La consommation d'électricité a été dramatiquement sous-estimée ces dernières décennies. Nous faisons face à une pénurie d'électricité, dont les conséquences économiques sont sans commune mesure avec un dimensionnement suffisant des moyens de production pilotables. Avec l'ensemble des représentants du personnel, nous avons conduit des travaux concernant les scénarios prospectifs. Nous estimons que les besoins pour assurer une électricité décarbonée en 2050 sont de l'ordre de 850 térawattheures – soit 200 térawattheures de plus que le scénario N3 du RTE. Ce calcul est corroboré par plusieurs études européennes.
La transformation du système électrique s'opérera sur une trentaine d'années et concernera aussi les réseaux de distribution et de transport. Les investissements sont estimés à 20 milliards par an. Elle s'effectuera certainement dans un univers économique et technique incertain, en proie, notamment, aux guerres pour l'accès aux matières premières. Nous pensons que faire des choix responsables, c'est d'abord proposer une évaluation réaliste du moment à partir duquel ces technologies pourraient intervenir à grande échelle. Ainsi, les scénarios « 100 % renouvelable » nécessiteraient une stabilisation du réseau électrique particulièrement décentralisée et sans machine tournante. Or, ces technologies ne sont pas encore matures à l'échelle industrielle.

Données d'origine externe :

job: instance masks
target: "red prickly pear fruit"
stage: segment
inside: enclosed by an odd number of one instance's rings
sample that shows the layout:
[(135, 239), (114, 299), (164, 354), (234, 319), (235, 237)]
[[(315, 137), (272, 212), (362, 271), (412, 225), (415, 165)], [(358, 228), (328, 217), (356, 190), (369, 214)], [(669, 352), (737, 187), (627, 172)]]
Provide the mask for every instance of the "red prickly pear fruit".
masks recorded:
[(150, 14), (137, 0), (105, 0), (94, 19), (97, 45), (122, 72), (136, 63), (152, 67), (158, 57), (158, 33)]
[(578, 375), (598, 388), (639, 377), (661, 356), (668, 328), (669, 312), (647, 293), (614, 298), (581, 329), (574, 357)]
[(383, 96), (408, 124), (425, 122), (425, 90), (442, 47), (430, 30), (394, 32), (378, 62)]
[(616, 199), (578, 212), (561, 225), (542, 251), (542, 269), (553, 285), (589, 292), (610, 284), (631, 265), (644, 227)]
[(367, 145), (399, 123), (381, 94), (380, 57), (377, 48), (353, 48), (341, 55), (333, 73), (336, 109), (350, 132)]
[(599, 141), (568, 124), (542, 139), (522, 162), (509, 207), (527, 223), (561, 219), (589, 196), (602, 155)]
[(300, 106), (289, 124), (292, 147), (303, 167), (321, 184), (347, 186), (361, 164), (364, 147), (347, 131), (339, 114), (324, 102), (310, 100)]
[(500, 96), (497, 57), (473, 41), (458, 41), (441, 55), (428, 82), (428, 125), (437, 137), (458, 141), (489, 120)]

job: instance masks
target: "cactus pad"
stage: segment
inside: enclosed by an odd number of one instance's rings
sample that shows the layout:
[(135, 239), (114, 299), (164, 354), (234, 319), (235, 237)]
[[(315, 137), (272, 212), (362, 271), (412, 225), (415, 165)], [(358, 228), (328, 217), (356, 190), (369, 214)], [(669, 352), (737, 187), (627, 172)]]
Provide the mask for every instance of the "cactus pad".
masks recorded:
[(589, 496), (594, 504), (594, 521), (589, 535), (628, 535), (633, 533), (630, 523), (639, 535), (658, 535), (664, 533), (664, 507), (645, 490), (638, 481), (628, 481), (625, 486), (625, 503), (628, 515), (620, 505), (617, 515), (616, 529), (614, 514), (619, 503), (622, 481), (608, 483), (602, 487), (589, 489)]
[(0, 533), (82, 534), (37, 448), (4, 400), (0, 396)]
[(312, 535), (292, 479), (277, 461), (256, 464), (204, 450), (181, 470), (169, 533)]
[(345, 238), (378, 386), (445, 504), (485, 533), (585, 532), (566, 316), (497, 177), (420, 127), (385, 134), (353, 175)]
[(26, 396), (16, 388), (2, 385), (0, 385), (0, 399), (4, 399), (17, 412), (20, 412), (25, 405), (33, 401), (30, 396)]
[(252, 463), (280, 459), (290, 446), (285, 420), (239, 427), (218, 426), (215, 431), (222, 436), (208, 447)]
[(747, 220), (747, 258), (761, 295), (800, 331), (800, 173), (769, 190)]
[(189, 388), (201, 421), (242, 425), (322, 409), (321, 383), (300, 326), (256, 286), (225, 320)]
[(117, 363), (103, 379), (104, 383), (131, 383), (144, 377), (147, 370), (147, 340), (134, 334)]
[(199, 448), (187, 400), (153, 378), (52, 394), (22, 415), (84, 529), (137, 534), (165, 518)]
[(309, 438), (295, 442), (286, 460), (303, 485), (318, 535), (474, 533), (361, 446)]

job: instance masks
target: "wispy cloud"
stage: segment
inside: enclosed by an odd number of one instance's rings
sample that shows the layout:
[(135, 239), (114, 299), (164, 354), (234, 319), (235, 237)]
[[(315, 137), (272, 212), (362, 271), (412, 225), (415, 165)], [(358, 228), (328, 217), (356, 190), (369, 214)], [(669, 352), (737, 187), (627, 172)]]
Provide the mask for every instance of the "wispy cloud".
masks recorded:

D'autres éléments interrogent sur la résilience du tissu industriel face au développement de travaux de grande ampleur. Au vu du désengagement des gouvernements successifs en matière de politique industrielle, les outils industriels pour l'essentiel construits sous monopole public, qui ont permis à la France d'émettre beaucoup moins de CO2 que la majorité des pays européens, sont aujourd'hui vus comme des rentes et des avantages concurrentiels indus, comme si leur pérennité et leur efficacité allaient de soi. Or, un certain nombre de ces atouts ont été liquidés. Je pense notamment à Alstom, dont la branche énergie a été saccagée. Sa réintégration – sous la forme de Steam – au sein de la filière française ou européenne était nécessaire pour préserver les savoir-faire et les propriétés industrielles autour du groupe turboalternateur, composé de la turbine Arabelle et de l'alternateur Gigatop. Pour autant, le rachat de la partie Steam ne règle pas toutes les difficultés, loin de là : je pense notamment aux brevets et aux savoir-faire en matière d'éolien offshore, à la rénovation hydraulique, alors que nombre d'outils et usines souffrent d'usure de matériel prématurée, ou encore aux grids concernant les centrales et les transformateurs pour les centrales et les réseaux.
La chaîne de valeur est externalisée aux quatre coins du monde. Il nous a même été indiqué que dans le cadre du rachat de Steam, les turbines utiles pour se doter de SMR à l'avenir pourraient être produites en Inde. Nous devons donc nous demander comment nous doter d'outils industriels robustes.